Which can be ok or crass, depending on the context. A group of friends passing the time with one another -- great. A more intimate setting -- probably not so great.

FWIW, I'm so out of step with popular culture that I never have any idea what people are talking about when they're discussing contemporary TV shows, bands, movies, or sports (always been out of the loop in that one). I've really turned into an old fuddy-duddy that way.

That said, I do enjoy vegging out in front of StumbleUpon video once in awhile.

Now get off my lawn, you TV-watching good-for-nothings.
posted by treepour 03 May | 14:40
This explains your long-held dream of being an anvil-toting pimp.

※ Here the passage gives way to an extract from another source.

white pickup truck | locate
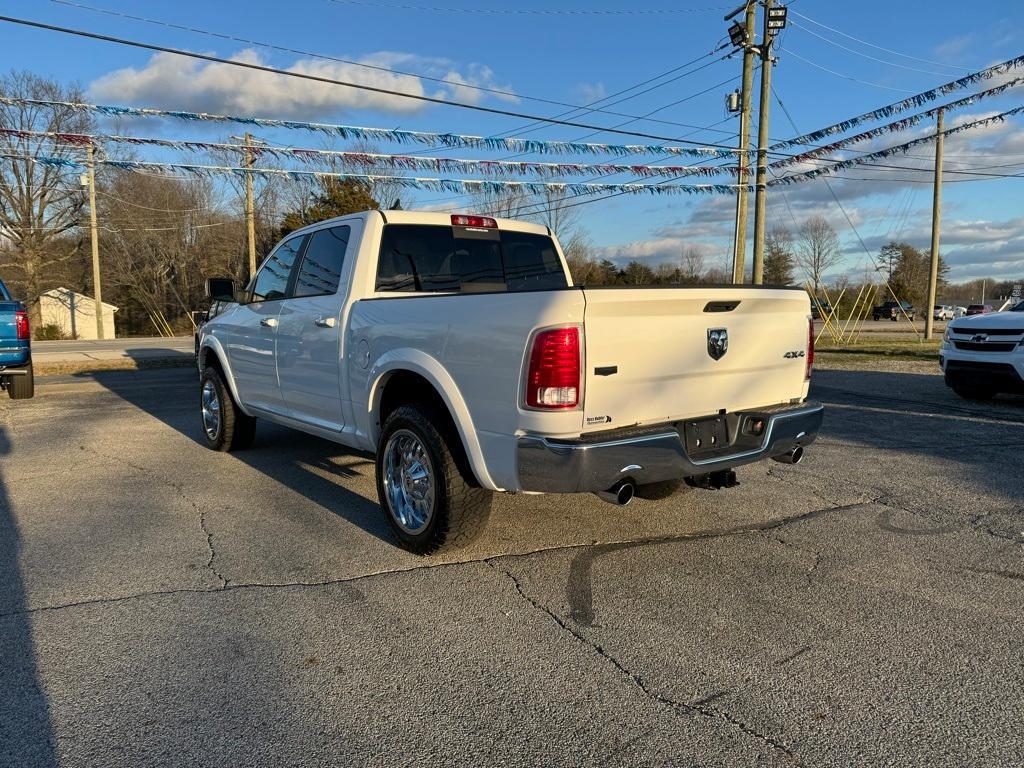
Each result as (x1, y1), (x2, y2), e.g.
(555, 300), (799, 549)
(199, 211), (822, 553)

you actually read my mind.

but enough with my childhood. the problem I have now with TV, is I never really manage to watch a show for more than, say half a season, they bore me so quickly. I try to watch a few episodes of the new shows everybody's talking about at the moment -- say, Lost two years ago, Desperate Housewives Three years ago and so forth -- but they just lose me so fast. Studio 60? I lasted 1.5 episodes. 24 irked me from, literally, Day 1 -- it's written by peoploe who read a lot of Nietzsche as kids without getting it and they still haven't gotten over him.
I still watch CSI Miami because as some of you know I have a Caruso fetish. I loved him in NYPD Blue too, he totally whaled on Bobby Simone, the comparison was just embarassing (and I liked the actor in LA Law, mind you)

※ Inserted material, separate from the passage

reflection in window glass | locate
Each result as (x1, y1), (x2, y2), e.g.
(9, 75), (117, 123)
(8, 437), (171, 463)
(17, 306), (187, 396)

I loved Boomtown though, it's a shame it got canned.

I never liked the Martin Sheen as President story because with him in that role it was just too much of a liberal wet dream, it was just too improbable.

I still watch Magnum PI and Starsky & Hutch reruns.
posted by matteo 03 May | 16:24
Sheen does look really Presidential, though.

The reason mid-60's TV like Green Acres, Gilligans Island is so fun to watch is that it didn't have any pretensions to be anything but mindless fun, so it became really good at being minless fun.

More ambitious shows like in the 70's were more problematic, M*A*S*H and All In The Family hold up because the writing and acting was so good and the people behind it knew how to use sheer entertainment value to keep from becoming too preachy. (And Carroll O'Connors acring did the amazing trick of making an ignorant bigot seem almost sympathetic in a demented way).

I watch Grey's Anatomy sometimes because Sara Ramirez is so gorgeous but the characters are so strenuously 'deep' and 'serious' that I want to puch them all in the face.

The HBO shows like The Wire and Deadwood, I'm liking, for the writing and acting and for the refreshing moral complexity and sense of futility.
posted by jonmc 03 May | 20:06
Also, I can take or leave Caruso, and I usuaully can't stand Jim Carrey, but a few weeks ago on Letterman, Carrey did an impersonation of Caruso as a spelling teacher that had me doubled over in hysterics.
posted by jonmc 03 May | 20:11
We were too poor for TV. We finally got one when I was 13, so I felt I missed out on a lot of Television. Maybe this is why I watch so much now. I'm mad for it, and could quite happily watch TV for the whole weekend.

At the moment, I'm watching South Park, Dr Who and Heroes. I love these shows.

I can't really understand Sopranos though. Why do people like that show.